Abstract

Anti-vascular endothelial growth factor B (VEGF-B) strategies have recently been shown to reduce toxic lipid accumulation in heart and to improve cardiac glucose uptake in rodents. We now investigate whether anti-VEGF-B treatment improves heart function following acute myocardial ischaemia-reperfusion in the setting of type 2 diabetes where cardiac insulin responsiveness and glucose uptake are impaired. Insulin-resistant (High fat diet, HFD) mice were treated with anti-VEGF-B or control antibody (20 mg/kg, ip) twice weekly for 5 weeks including three weeks before and two weeks after surgically-induced myocardial infarction (MI). One hour post-reperfusion, cardiac glucose uptake was assessed by FDG-PET/CT and two weeks later left ventricular (LV) function was measured by echocardiography Two weeks post-myocardial infarction (MI) and in comparison with control, anti-VEGF-B treatment reduced infarct size by 29±6% (mean±SEM) and enhanced left ventricular systolic function as measured by a 19±4% increase in ejection fraction and a 38±6% increase in fractional shortening (p<0.05 for all). Anti-VEGF-B treatment also trended to limit post-ischemic left ventricular dilatation by reducing both end diastolic and end systolic volumes.

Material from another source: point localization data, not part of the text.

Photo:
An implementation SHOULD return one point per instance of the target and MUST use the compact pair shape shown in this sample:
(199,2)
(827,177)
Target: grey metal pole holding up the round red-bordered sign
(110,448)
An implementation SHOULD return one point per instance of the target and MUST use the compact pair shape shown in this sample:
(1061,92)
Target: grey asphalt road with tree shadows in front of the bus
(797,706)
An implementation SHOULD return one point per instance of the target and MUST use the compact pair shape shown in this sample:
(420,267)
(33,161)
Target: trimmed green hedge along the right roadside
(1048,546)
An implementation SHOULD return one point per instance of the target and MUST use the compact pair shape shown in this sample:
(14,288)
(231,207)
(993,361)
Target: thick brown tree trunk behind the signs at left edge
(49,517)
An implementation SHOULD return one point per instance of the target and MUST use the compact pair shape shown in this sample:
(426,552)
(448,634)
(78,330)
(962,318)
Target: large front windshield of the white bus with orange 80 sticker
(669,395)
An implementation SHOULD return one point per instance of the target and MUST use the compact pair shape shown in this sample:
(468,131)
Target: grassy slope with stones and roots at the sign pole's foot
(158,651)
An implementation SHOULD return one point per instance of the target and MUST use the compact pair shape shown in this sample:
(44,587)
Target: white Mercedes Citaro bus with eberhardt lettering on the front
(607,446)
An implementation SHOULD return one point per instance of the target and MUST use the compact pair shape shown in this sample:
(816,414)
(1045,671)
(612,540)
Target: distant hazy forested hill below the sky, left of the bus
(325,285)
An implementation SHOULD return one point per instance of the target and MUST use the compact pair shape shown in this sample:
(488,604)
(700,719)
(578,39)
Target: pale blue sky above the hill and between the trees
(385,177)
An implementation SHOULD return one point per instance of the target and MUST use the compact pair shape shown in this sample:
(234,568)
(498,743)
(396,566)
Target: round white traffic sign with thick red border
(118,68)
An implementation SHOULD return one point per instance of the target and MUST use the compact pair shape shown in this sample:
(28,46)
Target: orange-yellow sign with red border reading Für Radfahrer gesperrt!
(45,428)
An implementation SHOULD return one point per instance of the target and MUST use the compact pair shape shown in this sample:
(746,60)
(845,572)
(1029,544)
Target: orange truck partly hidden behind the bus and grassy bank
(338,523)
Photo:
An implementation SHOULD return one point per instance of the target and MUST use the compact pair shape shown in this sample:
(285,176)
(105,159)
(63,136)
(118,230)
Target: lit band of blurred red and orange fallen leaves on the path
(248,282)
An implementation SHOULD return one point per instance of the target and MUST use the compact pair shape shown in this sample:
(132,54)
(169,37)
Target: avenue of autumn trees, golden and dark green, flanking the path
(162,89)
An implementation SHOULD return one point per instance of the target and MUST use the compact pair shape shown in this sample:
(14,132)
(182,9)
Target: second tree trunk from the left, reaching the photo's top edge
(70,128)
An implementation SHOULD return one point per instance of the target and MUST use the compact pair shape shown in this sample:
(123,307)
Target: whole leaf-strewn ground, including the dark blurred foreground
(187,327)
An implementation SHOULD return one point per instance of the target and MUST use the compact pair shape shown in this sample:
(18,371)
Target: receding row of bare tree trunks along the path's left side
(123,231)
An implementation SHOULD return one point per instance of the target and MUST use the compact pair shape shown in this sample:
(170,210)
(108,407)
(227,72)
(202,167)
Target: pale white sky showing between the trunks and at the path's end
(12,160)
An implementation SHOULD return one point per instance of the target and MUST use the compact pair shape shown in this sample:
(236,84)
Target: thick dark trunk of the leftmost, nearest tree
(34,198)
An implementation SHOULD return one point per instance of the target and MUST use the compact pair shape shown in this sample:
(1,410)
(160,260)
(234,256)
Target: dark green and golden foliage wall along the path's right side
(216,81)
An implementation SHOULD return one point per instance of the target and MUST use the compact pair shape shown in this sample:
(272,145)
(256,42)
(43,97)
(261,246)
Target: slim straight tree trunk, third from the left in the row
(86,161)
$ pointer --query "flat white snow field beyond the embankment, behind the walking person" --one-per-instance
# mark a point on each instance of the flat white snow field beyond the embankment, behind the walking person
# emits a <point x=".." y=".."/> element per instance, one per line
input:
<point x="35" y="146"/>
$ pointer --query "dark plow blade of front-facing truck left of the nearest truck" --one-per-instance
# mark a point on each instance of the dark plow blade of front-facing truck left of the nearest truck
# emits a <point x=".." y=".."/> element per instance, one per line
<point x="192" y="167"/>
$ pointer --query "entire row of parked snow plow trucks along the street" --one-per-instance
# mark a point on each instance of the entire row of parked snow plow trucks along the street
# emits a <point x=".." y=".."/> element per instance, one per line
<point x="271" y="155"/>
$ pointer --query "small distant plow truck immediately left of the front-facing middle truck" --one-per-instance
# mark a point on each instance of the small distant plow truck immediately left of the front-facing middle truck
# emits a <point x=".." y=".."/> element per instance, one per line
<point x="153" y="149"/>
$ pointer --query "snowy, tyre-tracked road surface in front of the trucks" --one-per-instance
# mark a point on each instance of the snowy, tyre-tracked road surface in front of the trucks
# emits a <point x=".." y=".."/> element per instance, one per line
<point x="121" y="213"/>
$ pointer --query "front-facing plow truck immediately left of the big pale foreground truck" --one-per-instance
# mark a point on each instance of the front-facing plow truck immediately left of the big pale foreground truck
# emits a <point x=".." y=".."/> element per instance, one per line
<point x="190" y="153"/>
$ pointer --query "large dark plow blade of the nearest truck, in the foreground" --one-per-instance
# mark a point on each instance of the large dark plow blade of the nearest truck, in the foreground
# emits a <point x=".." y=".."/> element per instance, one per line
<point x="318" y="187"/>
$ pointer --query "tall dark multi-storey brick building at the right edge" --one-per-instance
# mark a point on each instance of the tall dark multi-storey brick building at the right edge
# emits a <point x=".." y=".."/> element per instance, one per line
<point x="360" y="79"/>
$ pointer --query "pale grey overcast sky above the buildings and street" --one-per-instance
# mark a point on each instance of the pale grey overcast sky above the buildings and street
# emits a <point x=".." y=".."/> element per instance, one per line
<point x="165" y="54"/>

This was aligned with the finding of lower heart mass after myocardial infarction after treatment with anti-VEGF-B antibody compared to control (p<0.05). However, anti-VEGF-B treatment did not significantly modulate cardiac glucose uptake of HFD mice one hour after myocardial infarction This study demonstrates that anti-VEGF-B therapy improves the left ventricular systolic function of insulin-resistant mice after myocardial infarction. The mechanisms underlying this effect remain to be determined.